Dans une ville du Midwest, deux flics, Bank Arbaugh et Mack Steiner, achèvent leur patrouille quand un message radio annonce la disparition d’une adolescente -enlevée, selon toutes vraisemblances. Sept ans plus tôt, c’est la propre fille de Bank qui avait disparu. Comme s’il y voyait un moyen de revenir sur son passé, le flic s’investit corps et âme dans la recherche de l’adolescente, faisant pression sur Mack, son ami de toujours, pour le seconder. Bank revit point par point sa propre histoire, jouant son rôle de super flic, mais avec des motivations douloureuses de père de famille. De son côté, Mack commence à tisser des liens effectifs entre les deux histoires. L’intensité du mystère est à son apogée quand la propre fille de Mack disparaît à son tour…
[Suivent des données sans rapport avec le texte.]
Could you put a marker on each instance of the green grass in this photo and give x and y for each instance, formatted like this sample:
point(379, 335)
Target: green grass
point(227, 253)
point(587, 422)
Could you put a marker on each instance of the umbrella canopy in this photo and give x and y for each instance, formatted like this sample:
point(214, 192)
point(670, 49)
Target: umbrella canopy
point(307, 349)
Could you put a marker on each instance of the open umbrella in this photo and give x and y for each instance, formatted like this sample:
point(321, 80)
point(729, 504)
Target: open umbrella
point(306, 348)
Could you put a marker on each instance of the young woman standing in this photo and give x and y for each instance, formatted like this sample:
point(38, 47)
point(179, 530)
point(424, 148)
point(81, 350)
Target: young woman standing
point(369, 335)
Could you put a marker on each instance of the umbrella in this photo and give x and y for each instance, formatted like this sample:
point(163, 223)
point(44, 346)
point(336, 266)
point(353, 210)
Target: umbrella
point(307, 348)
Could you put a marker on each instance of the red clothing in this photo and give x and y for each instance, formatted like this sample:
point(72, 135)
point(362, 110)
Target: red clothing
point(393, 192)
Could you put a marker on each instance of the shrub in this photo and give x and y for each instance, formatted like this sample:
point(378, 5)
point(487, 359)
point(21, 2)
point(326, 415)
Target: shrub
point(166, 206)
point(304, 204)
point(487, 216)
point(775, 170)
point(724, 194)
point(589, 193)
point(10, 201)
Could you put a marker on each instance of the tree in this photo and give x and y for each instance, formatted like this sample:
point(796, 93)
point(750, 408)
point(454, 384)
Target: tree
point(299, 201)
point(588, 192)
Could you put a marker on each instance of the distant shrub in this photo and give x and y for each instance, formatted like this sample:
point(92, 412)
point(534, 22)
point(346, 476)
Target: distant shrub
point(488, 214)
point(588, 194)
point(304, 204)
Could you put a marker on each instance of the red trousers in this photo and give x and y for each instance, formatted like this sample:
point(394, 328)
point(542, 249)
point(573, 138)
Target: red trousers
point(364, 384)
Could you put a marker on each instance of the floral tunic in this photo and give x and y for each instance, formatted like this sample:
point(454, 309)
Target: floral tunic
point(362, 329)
Craig Holden signe avec Les Quatre Coins de la nuit un thriller efficace. Le dynamisme intrinsèque du livre accroche le lecteur au point de l’amener à poursuivre la lecture jusqu’au terme du récit, et ce, quelle que soit son opinion fondamentale sur ledit récit. A cela, plusieurs raisons -certaines inhérentes au genre, d’autres étant propres à cette fiction : comme la plupart des auteurs de thrillers, Holden force le trait « fait divers », jouant avec une conception inconsciente, propre au monde occidental, du bien et de l’intolérable. Pour ce faire, il utilise le même type de ficelles dramatiques que celles qui font l’efficacité d’un certain cinéma américain. Ses protagonistes sont très humains : Bank, mais aussi Mack ne sont-ils pas des époux, des pères de famille, et des flics qui font en sorte de mener leur barque contre vents et marées, péchant parfois, mais toujours avec beaucoup d’humanité ?
D’un point de vue formel, Holden calibre ses chapitres, alternant action, suspense, et vie passée (avec ce qu’il faut de trémolos et d’anecdotes sur l’amitié, le temps qui passe, et ce genre de thèmes qui font invariablement recette). L’ensemble est huilé par un peu d’héroïsme hésitant -car nos protagonistes ont beau être des représentants de l’ordre, ils n’en sont pas moins des hommes. Enfin, pour être sûr, l’auteur insuffle un côté dark au monde de la rue (histoire d’indics, de toxicos, etc.), qu’il assoira en fin de récit par une page de remerciements à différents pontes ornés de titres divers -docteur, coroner, procureur. Malgré cette précaution, le réalisme de Holden est peu solvable ; d’autres avant lui s’y sont attelés avec beaucoup plus de véracité -citons notamment Herbert Lieberman, qui passa du temps à étudier le fonctionnement d’une morgue avant d’écrire son ténébreux et ô combien admirable Nécropolis.
Pour parachever son exercice d’écriture efficace, Holden nous livre en pâture de l’inattendu très fashion, puisqu’il nous débusque une histoire de pédophilie et de mamans super-héros restées dans l’ombre. Les Quatre Coins de la nuit, on l’aura compris, pourra présenter un intérêt pour l’amateur de thrillers toutes catégories. Son efficience dramatique en fait un livre agréable à survoler. Si toutefois on veut frissonner dans des plates-bandes plus réalistes, on préférera sans hésitation le Cesare Battisti (Jamais plus sans fusil). Ou la relecture de livres de Lieberman, comme La Nuit du solstice ou l’incontournable Nécropolis.